本文在对钢渣和矿渣理化性能分析的基础上,采用不同钢渣掺量和钢渣细度的钢渣矿渣复合微粉替代50%的水泥进行水泥胶砂实验,研究机械激发对复合微粉活性指数和流动度比的影响。研究发现,等量替代部分水泥时,复合微粉中钢渣微粉的掺量增加,浆体需水量呈下降趋势,复合微粉活性指数呈下降趋势,并且28天活性指数下降较7天活性指数下降明显。比表面积在400~505m2/kg的钢渣微粉等量取代水泥时需水量相差不明显。钢渣细度增加,复合微粉流动度比略有提高。
本文采用三种不同类型的激发剂对复合微粉活性进行化学激发,研究不同类型激发剂对复合微粉活性指数和流动度比的影响。研究表明,经激发剂激发后的矿渣钢渣复合微粉的浆体标准稠度用水量较未激发的复合微粉明显增大。碱性激发剂对复合微粉的活性激发效果优于酸性激发剂。
本文在水泥胶砂实验的基础上,进行了不同掺量和不同钢渣微粉比例的复合微粉替代水泥的混凝土实验,研究复合微粉对混凝土强度和耐久性的影响。研究表明:掺加20%~80%的复合微粉混凝土实测强度,经过KYH-10激发剂激发后,混凝土的早期抗压强度可显著提高。在要求的坍落度范围内,复合微粉配制的混凝土具有良好的和易性,均能达到设计强度的要求。大掺量复合微粉混凝土在抗渗性、干缩、抗冻性和抗氯离子渗透性等方面的性能良好。本文在实验室研究的基础上,采用钢渣掺量为60%的复合微粉替代50%的水泥,配制C30混凝土,进行了工业应用试验。试验表明:钢渣矿渣复合微粉替代部分水泥配制C30混凝土,在规定坍落度条件下各项指标能够满足工程施工的要求。
本文还对钢渣进行了稳定化改性研究,考察不同钢渣温度条件下,水蒸气和二氧化碳对钢渣中f-CaO含量的影响。

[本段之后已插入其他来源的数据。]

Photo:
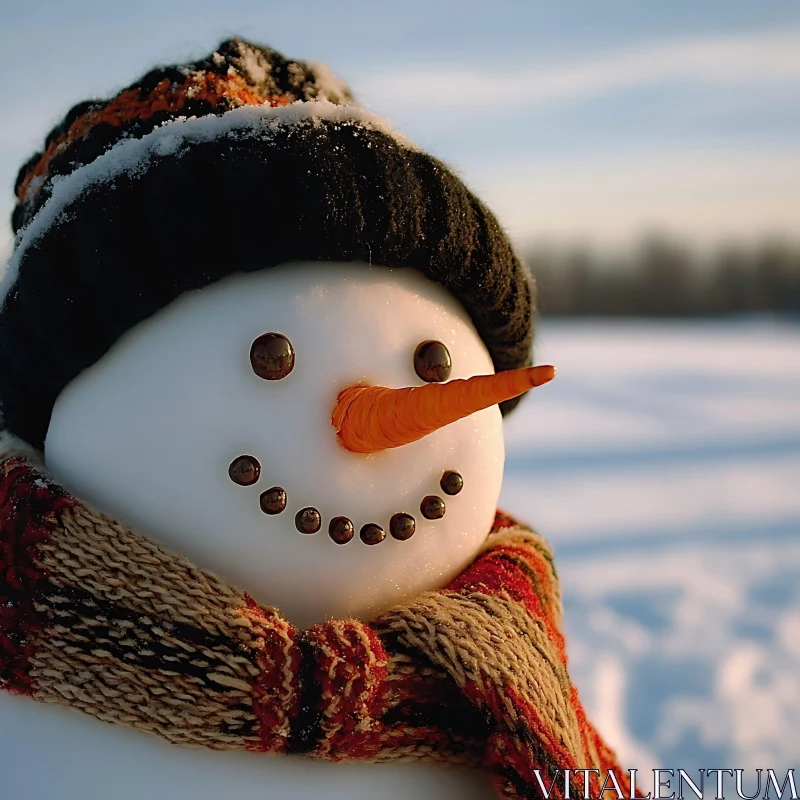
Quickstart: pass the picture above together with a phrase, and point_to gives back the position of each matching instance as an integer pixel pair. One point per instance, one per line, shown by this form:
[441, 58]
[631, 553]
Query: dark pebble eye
[432, 362]
[308, 520]
[451, 482]
[432, 507]
[372, 534]
[341, 530]
[273, 501]
[244, 470]
[402, 526]
[272, 356]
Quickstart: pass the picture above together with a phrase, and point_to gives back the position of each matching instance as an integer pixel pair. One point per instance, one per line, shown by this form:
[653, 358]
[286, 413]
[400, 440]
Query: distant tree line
[664, 278]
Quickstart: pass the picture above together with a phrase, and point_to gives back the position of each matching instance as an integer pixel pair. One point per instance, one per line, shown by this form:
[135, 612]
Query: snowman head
[255, 335]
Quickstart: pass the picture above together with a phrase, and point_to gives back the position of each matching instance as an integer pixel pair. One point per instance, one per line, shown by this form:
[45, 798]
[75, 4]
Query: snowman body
[148, 434]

研究表明液态水的存在有利于钢渣中的f-CaO发生反应,通入水蒸气和二氧化碳后生成的主要产物为氢氧化镁、氢氧化钙和碳酸钙;只有气态水存在时,即使有二氧化碳,也很难生成碳酸钙,只有氢氧化镁和氢氧化钙产生。
Presently, China is a country with the largest crude steel output of 5 billion tons in the whole world. According to calculation, our country produces 1.5 billion tons blast furnace slag and 0.65 billion tons steel slag annually. How to utilize the metallurgical solid wastes is related to the economy development and circular economy level of our country.
Based on the physical and chemical properties of steel slag and blast furnace slag, cement mortar experiments were conducted with different proportions of micro-powder mixture substituting for 50% cement. Effect of mechanical activation of the micro-powder mixture on the mortar activity index and fluidity ratio was investigated. Results showed that when equivalent substitution for cement occurred, the slurry water demand decreased with the increasing dosage of steel slag micro-powder in mixture. In addition, 28-day activity index of the micro-powder mixture decreased more significantly than 7-day activity index However, when steel slag micro-powder with different size fraction and a specific surface area ranging among 400~505m2/kg substituted for cement equivalently, no significant difference in water demand was found. In addition, the fluidity ratio of the micro-powder mixture increased slightly with the increasing of steel slag size.
Three different kinds of active agents were used in this study to chemically activate the micro-powder mixture. Influences of the active agents on the activity index and fluidity ratio of the mixture were investigated. Results showed that the chemically activated mixture presented a much larger water content of pastes at standard consistency than the non-activated mixture. The alkaline active agent exhibited better activation effect on micro-powder mixture than the acidic active agent. However, the active agents contributed little to the enhancement of fluidity ratio of the mixture.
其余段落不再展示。